Dochter Martha: Op één van de kamers was een jonge jongen, die verkering kreeg in Vollenhove. Dan ben je jong en kom je laat thuis en dan moest hij zijn brood nog klaarmaken voor de volgende ochtend. Maar je stapte gelijk in die kamer en in het midden was dan een deur naar de slaapkamer. Daar stonden de kribben. Dus als die jongen dat brood ging klaarmaken, hoorden die mannen het gerinkel met borden.
Mijn vader deed elke avond de ronde door dat kamp. Dat was van hout en hij keek of die mannen na een regendag hun kleding niet te dicht om de kachel hadden. De kamers kregen namelijk ’s avonds een kolenkit met eierkolen. Maar op díe kamer hadden ze de kleren altijd te dicht om de kachel. En ja hoor, die mannen hadden een emmer water op de halfopenstaande deur gezet, want ze zeiden: als die knul dan naar bed gaat krijgt ie eerst die emmer water over zich heen. En m’n vader dacht: nou hebben ze alwéér die jassen te dicht bij die kachel, dus die vloog naar de deur om te schelden en die kreeg die emmer water over zich heen! Haha!

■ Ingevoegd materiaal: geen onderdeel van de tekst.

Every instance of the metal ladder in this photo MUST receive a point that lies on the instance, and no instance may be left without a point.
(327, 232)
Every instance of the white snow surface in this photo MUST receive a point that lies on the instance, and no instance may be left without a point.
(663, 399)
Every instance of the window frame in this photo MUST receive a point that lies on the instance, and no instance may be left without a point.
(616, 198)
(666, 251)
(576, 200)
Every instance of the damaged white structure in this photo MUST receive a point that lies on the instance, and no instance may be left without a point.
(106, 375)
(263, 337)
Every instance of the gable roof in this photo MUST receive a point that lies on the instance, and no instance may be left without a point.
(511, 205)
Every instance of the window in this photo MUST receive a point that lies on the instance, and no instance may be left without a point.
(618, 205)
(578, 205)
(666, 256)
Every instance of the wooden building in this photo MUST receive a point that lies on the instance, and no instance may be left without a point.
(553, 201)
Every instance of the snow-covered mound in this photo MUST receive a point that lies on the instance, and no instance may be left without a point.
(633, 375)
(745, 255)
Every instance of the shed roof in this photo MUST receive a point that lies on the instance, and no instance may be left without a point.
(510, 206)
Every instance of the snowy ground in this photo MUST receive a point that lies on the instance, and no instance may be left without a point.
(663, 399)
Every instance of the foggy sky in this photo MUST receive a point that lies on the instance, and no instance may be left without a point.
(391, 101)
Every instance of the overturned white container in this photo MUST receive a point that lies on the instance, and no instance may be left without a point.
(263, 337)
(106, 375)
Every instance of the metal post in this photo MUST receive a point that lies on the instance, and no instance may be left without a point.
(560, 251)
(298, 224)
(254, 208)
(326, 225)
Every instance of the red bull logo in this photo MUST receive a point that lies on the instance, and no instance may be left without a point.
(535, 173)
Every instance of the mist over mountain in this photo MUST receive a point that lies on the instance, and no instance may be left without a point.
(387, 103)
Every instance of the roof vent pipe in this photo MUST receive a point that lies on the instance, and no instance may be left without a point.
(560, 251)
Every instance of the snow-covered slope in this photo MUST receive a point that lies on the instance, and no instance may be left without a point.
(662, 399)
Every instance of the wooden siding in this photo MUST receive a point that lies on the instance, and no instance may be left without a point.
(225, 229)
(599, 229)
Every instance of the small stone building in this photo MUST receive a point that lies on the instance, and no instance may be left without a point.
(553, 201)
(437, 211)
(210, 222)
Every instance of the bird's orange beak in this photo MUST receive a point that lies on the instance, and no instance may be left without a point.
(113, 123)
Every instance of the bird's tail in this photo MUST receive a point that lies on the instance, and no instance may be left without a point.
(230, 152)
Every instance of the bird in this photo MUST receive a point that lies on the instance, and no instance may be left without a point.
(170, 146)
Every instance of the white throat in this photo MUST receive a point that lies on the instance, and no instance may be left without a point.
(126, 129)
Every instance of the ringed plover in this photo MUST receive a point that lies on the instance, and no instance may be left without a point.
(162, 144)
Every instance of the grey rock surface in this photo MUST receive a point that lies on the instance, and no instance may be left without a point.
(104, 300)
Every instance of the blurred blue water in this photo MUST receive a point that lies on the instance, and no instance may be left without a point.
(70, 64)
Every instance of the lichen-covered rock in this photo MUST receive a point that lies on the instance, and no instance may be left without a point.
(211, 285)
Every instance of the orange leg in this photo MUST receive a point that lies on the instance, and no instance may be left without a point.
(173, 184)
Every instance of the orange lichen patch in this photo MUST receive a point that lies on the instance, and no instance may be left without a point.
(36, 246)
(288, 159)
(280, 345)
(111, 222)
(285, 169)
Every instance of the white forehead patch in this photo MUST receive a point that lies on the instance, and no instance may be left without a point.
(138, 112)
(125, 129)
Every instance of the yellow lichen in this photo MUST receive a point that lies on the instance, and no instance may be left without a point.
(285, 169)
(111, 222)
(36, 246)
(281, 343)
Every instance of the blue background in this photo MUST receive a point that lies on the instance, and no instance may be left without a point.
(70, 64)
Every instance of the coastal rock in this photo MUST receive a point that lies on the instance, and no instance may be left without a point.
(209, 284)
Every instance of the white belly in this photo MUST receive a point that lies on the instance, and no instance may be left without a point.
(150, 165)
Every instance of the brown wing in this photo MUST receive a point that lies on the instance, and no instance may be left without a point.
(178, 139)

Zoon Peter: Die arbeiders moesten ook altijd gewekt worden. Dus hij moest altijd de kamers in: "Mannen, opstaan!" Op een gegeven moment was hij daar zo zat van. De slaapkamers eindigden op een lange houten muur waar je achterlangs kon lopen. Hij had een lange looien pijp en daar sloeg hij mee tegen de wand aan, haha! Ze stonden rechtop in hun bed van die rotklappen. Liep hij zo al die kamers achterlangs!